Mr. Bnnish’s Dennis Miller-like rant reminds me of a Rodney Dangerfield movie in the mid-80s titled Back To School. Rodney’s character goes back to the halls of higher ed, where he runs into a bi-polar professor, played by the late comedian Sam Kinison.

The professor rambles on about Vietnam, and other assorted topics, before yelling at someone in his class to give him an answer: “Say it, say it, oh, oooooohhhhh!” Bennish almost does the same thing in his 20-minute screed that Overland High student Sean Allen recorded. It’s the same MoveOn.org/Cindy Sheehan/moon bat-type propaganda that’s infiltrated and infected the minds of too many American kids and adults.

I’d rather have a kid properly educated in the 3 Rs and Judeo-Christian values in a schoolhouse in the middle of a cow pasture, than send him to the most modern facilities to be indoctrinated by a bunch of secular, leftist losers. I’ll go a step further – I wouldn’t even send a dog to an American public school today. I wouldn’t want him to get corrupted or dumbed down by these progressive “educators” (using that term very loosely).

Liberal logic, when you think about it, is absolutely insane. It astounds me that the left is adamant about a “woman’s right to choose,” i.e., killing her unborn child, but they’re staunchly against letting a parent choose where, how and by whom their living child(ren) are educated. I dare anyone to tell me how this makes a lick of common sense.

The injection of competition into education is long overdue. Give parents educational vouchers so they can have choice, and schools will be forced to be accountable for the educational services they provide. I know the NEA, CEA, ACLU, and other liberal acronym groups will raise hell, heaven and earth to keep their precious monopoly. I don’t care.

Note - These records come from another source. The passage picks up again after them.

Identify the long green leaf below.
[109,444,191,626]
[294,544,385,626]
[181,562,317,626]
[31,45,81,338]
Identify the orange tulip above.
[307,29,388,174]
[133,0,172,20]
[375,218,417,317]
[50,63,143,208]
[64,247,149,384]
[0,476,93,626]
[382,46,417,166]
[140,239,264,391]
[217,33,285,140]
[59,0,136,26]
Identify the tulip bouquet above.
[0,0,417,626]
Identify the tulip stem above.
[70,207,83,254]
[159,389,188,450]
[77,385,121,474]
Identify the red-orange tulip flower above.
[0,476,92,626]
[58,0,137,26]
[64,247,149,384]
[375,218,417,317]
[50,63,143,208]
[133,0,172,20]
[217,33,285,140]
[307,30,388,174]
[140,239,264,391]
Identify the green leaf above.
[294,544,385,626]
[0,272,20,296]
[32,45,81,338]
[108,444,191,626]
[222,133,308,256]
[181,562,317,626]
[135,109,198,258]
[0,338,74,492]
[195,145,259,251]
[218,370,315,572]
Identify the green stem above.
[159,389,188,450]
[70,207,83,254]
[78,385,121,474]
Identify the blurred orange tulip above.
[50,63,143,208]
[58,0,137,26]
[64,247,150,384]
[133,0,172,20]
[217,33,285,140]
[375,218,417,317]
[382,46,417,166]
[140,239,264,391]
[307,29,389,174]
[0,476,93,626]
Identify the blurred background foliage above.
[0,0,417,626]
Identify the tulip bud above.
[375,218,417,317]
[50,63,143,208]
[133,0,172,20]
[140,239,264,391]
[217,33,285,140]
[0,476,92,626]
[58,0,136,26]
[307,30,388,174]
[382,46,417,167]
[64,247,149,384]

It’s time for a showdown at the K-12 Corral to break up this educational cartel. It’ll be a heck of a battle, but its one that needs to be fought – and more importantly, won. This protracted experiment in liberal lunacy has gone on long enough. Give real educational choice a chance.

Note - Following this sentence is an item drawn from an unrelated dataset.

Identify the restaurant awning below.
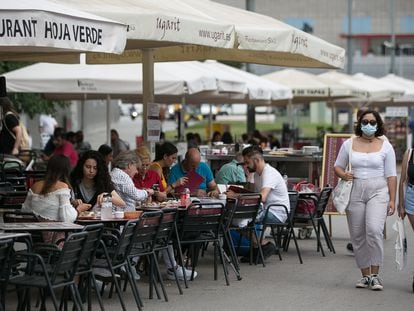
[0,0,127,62]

The author can be reached at John@BackBoneAmerica.net

Comments on this article


  • I agree that public schools shouldn’t endorse a particular religion. However, schools and educators communicate and endorse (either explicitly or implicitly) certain values to their students. Just as I respect the right of a non-Christian parent to not want Judeo-Christian values taught to their children, shouldn’t religious parents be treated with the same respect for their values?

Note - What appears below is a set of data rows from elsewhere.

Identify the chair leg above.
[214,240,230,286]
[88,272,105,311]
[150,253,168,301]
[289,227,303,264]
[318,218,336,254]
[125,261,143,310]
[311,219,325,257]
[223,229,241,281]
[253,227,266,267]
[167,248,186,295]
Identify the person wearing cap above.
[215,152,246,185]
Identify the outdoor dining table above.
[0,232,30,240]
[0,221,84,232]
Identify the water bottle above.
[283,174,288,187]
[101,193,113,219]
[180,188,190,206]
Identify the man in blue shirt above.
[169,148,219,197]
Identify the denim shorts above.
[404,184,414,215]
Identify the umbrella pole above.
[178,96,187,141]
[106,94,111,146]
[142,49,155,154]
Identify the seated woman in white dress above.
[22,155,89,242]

    However, I STRONGLY disagree with your premise that our country was totally secular, and not based on Judeo-Christian values and/or the Christian religion.

    In his farewell address, George Washington said these words: “Of all the dispositions and habits, which lead to political prosperity, Religion and Morality are indispensable supports…And let us with caution indulge the supposition, that morality can be maintained without religion. Whatever may be conceded to the influence of refined education on minds of peculiar structure, reason and experience both forbid us to expect, that national morality can prevail in exclusion of religious principle.”

    The Founders didn’t like being forced to worship in the Church of England, that’s why they cherished freedom of religion so strongly. If they didn’t value their faith so highly, why would they include ‘freedom of religious expression’ in the First Amendment?

    Today, some public schools don’t even allow the free expression of religion by students, such as being allowed to pray quietly in class, on school grounds, or being allowed to peaceably assemble in a religious group. The latter isn’t an endorsement of religion by a school, it’s an exercising of a student’s First Amendment rights.

    I don’t see many (if any) public school systems even coming close to endorsing a certain religion. We live in such a hyper-sensitive, politically-correct environment, that if you even bring up a mention of religion, certain folks go crazy and want to slap lawsuits on people because they were ‘offended.’

    Thanks for the comment, but I have to respectfully disagree with a big part of it.